4.3. De Gemeente Vianen heeft gemotiveerd betoogd dat de verweren van gedaagden dienen te falen. De rechtbank zal hieronder overgaan tot bespreking van die verweren, waar mogelijk in zaken gezamenlijk voor zover de individuele standpunten en relevante feiten en omstandigheden dit toelaten, zo nodig per individuele gedaagde partij afzonderlijk.
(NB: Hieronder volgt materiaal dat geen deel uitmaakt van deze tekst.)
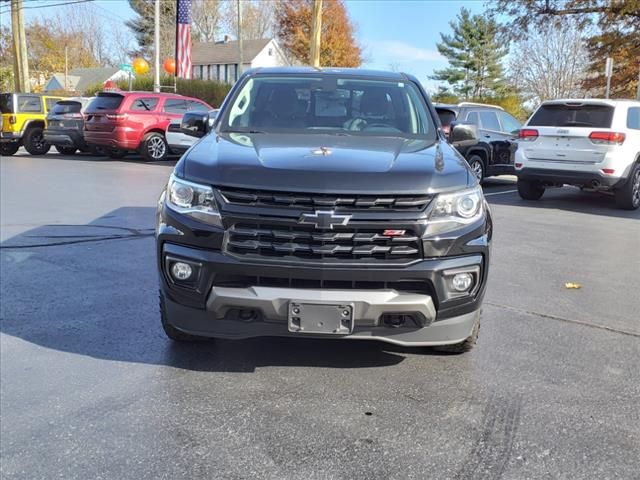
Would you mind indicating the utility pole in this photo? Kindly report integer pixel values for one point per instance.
(316, 33)
(156, 46)
(608, 71)
(66, 68)
(20, 62)
(240, 52)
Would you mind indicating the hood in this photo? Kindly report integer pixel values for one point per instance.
(324, 163)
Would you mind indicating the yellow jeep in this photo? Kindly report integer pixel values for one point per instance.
(23, 121)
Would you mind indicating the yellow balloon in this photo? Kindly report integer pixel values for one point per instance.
(140, 66)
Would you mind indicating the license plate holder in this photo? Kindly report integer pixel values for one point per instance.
(321, 318)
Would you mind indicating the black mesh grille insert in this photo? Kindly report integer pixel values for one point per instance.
(422, 287)
(303, 201)
(307, 243)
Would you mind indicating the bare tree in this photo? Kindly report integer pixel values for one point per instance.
(550, 63)
(258, 18)
(207, 19)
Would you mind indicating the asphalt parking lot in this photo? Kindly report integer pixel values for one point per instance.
(91, 389)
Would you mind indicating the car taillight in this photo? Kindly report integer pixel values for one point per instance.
(607, 138)
(117, 117)
(528, 134)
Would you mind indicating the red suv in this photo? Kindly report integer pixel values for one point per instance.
(120, 122)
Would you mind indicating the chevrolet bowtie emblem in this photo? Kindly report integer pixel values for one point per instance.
(324, 219)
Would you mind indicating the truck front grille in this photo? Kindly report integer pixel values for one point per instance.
(302, 201)
(301, 242)
(421, 287)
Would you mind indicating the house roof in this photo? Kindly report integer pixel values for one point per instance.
(226, 52)
(91, 76)
(72, 81)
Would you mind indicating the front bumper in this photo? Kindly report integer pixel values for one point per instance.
(122, 138)
(234, 297)
(204, 322)
(66, 138)
(10, 137)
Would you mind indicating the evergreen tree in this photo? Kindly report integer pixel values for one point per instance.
(474, 53)
(142, 28)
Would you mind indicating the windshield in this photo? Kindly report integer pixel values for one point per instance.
(329, 104)
(558, 115)
(6, 103)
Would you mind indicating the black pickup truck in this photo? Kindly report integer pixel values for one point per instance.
(326, 203)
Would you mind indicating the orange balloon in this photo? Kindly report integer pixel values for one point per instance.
(169, 66)
(140, 66)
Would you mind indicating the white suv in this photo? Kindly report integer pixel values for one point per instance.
(591, 143)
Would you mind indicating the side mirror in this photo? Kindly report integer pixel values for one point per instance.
(463, 134)
(195, 124)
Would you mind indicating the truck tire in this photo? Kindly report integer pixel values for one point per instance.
(66, 150)
(9, 148)
(464, 346)
(172, 332)
(154, 147)
(477, 167)
(628, 196)
(34, 141)
(530, 189)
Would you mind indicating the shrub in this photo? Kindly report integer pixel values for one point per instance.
(208, 90)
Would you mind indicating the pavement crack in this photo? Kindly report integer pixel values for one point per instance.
(72, 238)
(564, 319)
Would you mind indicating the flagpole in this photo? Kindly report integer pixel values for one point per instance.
(156, 46)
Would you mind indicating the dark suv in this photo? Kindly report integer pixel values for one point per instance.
(493, 154)
(323, 203)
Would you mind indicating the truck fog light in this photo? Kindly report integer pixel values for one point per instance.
(462, 281)
(181, 271)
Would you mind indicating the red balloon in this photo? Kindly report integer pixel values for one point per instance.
(169, 66)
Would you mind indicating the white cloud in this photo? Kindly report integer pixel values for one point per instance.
(398, 51)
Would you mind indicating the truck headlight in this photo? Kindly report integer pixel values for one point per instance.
(193, 200)
(454, 210)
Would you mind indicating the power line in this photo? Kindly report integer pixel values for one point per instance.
(48, 5)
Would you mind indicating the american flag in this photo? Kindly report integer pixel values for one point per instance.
(183, 39)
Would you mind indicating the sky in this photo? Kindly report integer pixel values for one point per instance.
(394, 34)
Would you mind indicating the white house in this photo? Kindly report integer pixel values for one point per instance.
(79, 79)
(219, 60)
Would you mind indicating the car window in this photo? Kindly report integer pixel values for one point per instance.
(472, 117)
(144, 104)
(329, 104)
(175, 105)
(29, 104)
(489, 121)
(633, 118)
(50, 102)
(509, 123)
(67, 106)
(105, 101)
(572, 115)
(197, 106)
(6, 103)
Ten aanzien van de ontvankelijkheid van de Gemeente Vianen in de zaak tegen Marbus Beheer
4.4. Marbus Beheer en De Kamper als interveniënt hebben zich primair op het standpunt gesteld dat de Gemeente Vianen niet kan worden ontvangen in haar vordering nu in het KB bij perceel F 113 een onjuiste te onteigenen oppervlakte is vermeld, namelijk 102 ha. in plaats van 00.14.98 ha. Zij betogen in dat verband dat in de stukken die aan Marbus Beheer kenbaar zijn gemaakt nimmer gewag is gemaakt van de thans door de Gemeente Vianen genoemde oppervlakte en dat de Gemeente Vianen kennelijk van een onjuiste maatvoering is uitgegaan. Zij betwisten dat sprake is van een misverstand of kennelijke verschrijving in de lijst van de te onteigenen onroerende zaken die aan de Kroon is toegezonden en achten de door de Gemeente Vianen gevolgde procedure in strijd met artikel 1 van het eerste Protocol van het EVRM.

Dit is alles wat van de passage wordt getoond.